How do extraneous solutions arise from radical equations?

In general, extraneous solutions arise when we perform non-invertible operations on both sides of an equation. (That is, they sometimes arise, but not always.)

Squaring (or raising to any other even power) is a non-invertible operation. Solving equations involving square roots involves squaring both sides of an equation.

Example 1 : To show the idea:
The equations: #x-1=4# and #x=5#, have exactly the same set of solutions. Namely: #{5}#.

Square both sides of #x=5# to get the new equation: #x^2=25#. The solution set of this new equation is; #{-5, 5}#. The #-5# is an extraneous solution introduced by squaring the two expressions

Square both sides of #x-1=4# to get #x^2-2x+1=16#
which is equivalent to #x^2-2x-15=0#.
and, rewriting the left, #(x+3)(x-5)=0#.
So the solution set is #{-3, 5}#.
This time, it is #-3#, that is the extra solution.

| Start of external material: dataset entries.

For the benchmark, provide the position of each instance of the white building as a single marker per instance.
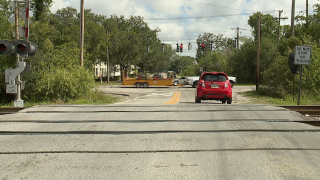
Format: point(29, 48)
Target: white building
point(101, 69)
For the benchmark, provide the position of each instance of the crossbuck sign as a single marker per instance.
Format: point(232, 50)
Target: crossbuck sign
point(302, 55)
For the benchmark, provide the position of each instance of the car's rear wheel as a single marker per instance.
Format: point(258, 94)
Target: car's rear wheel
point(232, 83)
point(197, 100)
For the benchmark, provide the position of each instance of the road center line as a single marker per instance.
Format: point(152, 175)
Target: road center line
point(174, 99)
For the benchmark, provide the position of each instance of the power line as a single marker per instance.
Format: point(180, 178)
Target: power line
point(217, 5)
point(202, 17)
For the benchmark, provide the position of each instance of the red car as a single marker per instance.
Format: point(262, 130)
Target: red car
point(214, 86)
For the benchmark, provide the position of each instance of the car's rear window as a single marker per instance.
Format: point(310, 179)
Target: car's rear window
point(214, 77)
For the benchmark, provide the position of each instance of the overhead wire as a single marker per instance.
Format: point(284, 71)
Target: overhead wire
point(217, 5)
point(202, 17)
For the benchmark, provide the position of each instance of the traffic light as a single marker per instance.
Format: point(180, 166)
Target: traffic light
point(210, 46)
point(292, 66)
point(202, 46)
point(21, 47)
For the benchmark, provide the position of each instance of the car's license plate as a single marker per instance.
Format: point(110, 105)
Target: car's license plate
point(214, 85)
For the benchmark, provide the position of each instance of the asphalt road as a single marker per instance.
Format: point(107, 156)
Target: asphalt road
point(159, 133)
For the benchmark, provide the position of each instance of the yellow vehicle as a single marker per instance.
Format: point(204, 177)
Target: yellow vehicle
point(144, 81)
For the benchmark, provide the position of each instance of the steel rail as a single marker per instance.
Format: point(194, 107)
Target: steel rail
point(312, 111)
point(9, 110)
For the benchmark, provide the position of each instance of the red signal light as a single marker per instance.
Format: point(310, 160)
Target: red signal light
point(3, 47)
point(22, 47)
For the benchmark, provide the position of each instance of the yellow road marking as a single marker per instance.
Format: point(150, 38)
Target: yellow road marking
point(177, 99)
point(174, 99)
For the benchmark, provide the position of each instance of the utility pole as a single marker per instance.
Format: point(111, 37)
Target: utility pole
point(258, 53)
point(16, 15)
point(292, 17)
point(238, 40)
point(279, 27)
point(307, 13)
point(108, 72)
point(81, 32)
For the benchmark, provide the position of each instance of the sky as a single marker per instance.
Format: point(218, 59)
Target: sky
point(183, 21)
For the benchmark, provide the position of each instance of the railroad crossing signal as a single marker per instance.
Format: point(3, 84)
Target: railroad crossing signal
point(181, 47)
point(21, 47)
point(235, 42)
point(189, 46)
point(202, 46)
point(210, 46)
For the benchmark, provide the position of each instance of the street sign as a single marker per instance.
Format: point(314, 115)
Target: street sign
point(302, 55)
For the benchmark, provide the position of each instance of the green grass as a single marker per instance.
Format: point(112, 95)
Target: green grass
point(95, 98)
point(104, 83)
point(262, 97)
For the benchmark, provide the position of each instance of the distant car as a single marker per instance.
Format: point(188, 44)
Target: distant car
point(175, 82)
point(232, 80)
point(214, 86)
point(182, 80)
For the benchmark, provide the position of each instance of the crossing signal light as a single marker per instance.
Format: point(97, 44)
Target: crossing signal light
point(202, 46)
point(5, 47)
point(235, 42)
point(292, 66)
point(21, 47)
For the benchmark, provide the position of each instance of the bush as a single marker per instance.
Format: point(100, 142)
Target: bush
point(61, 84)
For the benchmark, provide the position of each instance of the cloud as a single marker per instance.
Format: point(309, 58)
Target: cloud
point(218, 17)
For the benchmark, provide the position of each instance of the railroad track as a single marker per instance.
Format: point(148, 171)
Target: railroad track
point(10, 110)
point(309, 111)
point(312, 111)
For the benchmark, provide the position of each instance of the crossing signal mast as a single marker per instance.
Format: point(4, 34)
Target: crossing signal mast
point(202, 47)
point(19, 48)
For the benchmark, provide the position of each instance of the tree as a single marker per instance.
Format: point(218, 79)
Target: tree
point(268, 25)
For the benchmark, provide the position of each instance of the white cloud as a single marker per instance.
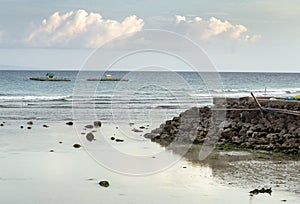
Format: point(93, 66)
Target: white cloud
point(212, 29)
point(80, 29)
point(1, 36)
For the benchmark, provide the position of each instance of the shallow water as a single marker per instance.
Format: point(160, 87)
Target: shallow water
point(30, 173)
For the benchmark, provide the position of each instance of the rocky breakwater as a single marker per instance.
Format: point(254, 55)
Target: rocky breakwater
point(243, 126)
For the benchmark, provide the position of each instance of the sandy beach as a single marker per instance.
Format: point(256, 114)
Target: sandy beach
point(40, 165)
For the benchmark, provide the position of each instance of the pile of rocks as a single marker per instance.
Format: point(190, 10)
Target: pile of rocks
point(243, 126)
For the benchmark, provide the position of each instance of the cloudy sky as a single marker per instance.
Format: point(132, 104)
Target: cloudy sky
point(237, 35)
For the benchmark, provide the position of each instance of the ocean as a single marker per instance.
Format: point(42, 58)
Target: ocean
point(145, 97)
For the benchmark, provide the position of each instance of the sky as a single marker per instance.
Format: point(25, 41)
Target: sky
point(236, 35)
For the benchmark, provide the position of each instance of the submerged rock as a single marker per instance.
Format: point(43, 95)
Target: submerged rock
point(136, 130)
point(262, 190)
point(104, 184)
point(69, 123)
point(89, 126)
point(76, 146)
point(97, 123)
point(90, 137)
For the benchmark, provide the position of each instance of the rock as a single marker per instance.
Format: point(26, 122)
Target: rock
point(136, 130)
point(97, 123)
point(89, 126)
point(76, 146)
point(262, 190)
point(90, 137)
point(104, 184)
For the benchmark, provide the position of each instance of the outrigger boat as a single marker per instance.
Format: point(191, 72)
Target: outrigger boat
point(108, 77)
point(49, 77)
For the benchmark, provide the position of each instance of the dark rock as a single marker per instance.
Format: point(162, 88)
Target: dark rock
point(89, 126)
point(136, 130)
point(76, 146)
point(262, 190)
point(90, 137)
point(119, 140)
point(104, 184)
point(97, 123)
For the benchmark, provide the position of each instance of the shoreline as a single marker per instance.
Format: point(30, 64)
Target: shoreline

Example2 : Extraneous solution.
Solve #x=2+sqrt(x+18)#
Subtracting #2# from both sides: #x-2=sqrt(x+18)#

Squaring (!) gives #x^2-4x+4=x+18#
This requires, #x^2-5x-14=0#.
Factoring to get #(x-7)(x+2)=0#

finds the solution set to be #{7, -2}#.
Checking these reveals that #-2# is not a solution to the original equation. (It is a solution to the 3rd equation -- the squared equation.)

Example 3 : No extraneous solution.
Solve #sqrt(x^2+9)=x+3#
Squaring (!) gives, #x^2+9=(x+3)^2=x^2+6x+9#
Which leads to #0=6x# which has only one solution, #0# which works in the original equation.